Friday, July 20, 2012

Finally


I called my grandmother tonight on the phone just to see how her brother was doing.  Of course I have other things I want to tell her and I also want to see how she is doing.  I call her a few times a week now.  I never used to do that.  As my grandfather became ill, about 6 months ago, I began to call her once a week.  As he worsened my calls increased.  Now that she is a widow, I try to call 3 times a week.  

The calls are short.  I don’t want to be a burden to her.  I know that so many people call her all day and, in being such a classic and lovely woman, she will put her best smile on even for a phone conversation.  Recently I did call her because I needed her.  I felt really hesitant to do that, especially because the call had to do with my own marriage troubles.  I didn’t want her to hear about my marriage (even in its state of disrepair) and then consequently long for her marriage.  But, I have to realize that she will do that anyway.  And then something incredible and surprising happened, but also not so incredible and amazing, I suppose.  I poured my junk out for her to see.  I knew she would understand and she did.  She empathized with me about how hard marriage is.  And then she was able to tell me how hard it is for her that my grampa is gone.  Then we both cried on the phone.  

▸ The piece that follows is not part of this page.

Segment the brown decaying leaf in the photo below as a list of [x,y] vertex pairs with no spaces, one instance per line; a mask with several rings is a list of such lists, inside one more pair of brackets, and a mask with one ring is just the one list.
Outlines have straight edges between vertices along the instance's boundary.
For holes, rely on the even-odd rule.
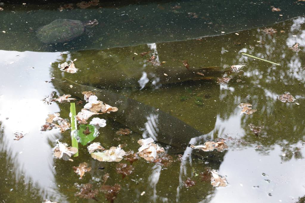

Back in December we threw this huge party at our house for a family member.  It was too much for me.  I can plan these things, but the execution makes me itchy.  I played the perfect hostess and tried my best.  The next day I called my grandmother and I told her that I don’t know how she did that for years with my grandfather.  And for some strange reason it cracked her up.  She just laughed and laughed on the other side of the phone.  It was hearty, belly, tear-producing laughter.  It was contagious and we both just laughed.  I called to tell her about it because as I was in the midst of serving appetizers, I thought of my grandmother entertaining in the 1950’s.  Her and I are so much alike.  We are best suited in the work place and out of the home.  I am a much better cook than her, but we are wild women.  We need to be free range.  We will do things that we have to do, but it will kill us.  We will serve our nicest food to the biggest bull-shitters and roll our eyes fiercely as we stroll back to the kitchen for more.    
I told her about my experience out of exhaustion and we connected in this funny little way.  And then she just couldn’t stop laughing about how ridiculous it was.  I know exactly what she looked like on the other side of the phone.  Her breath got wheezy she laughed so hard.  

This evening, during our phone call, I shared with her another thought that I knew she could relate to.  Again she laughed and laughed.  My mother and aunt were with her and they didn’t know what was going on.  I laughed with her.  I laughed because she was laughing, and because life is ridiculous, and because I knew that her laughter was genuine.  I didn’t intend to make her laugh, I never do.  But I am so glad I did.  She told me that she will probably wake up in the night and remember and laugh some more.  I believe her.  I have seen and heard her do this.  It’s like she stores little bits of funny jokes in her pocket for a late night snack that she can enjoy on her way to the bathroom to sustain her for the long night of darkness and loneliness.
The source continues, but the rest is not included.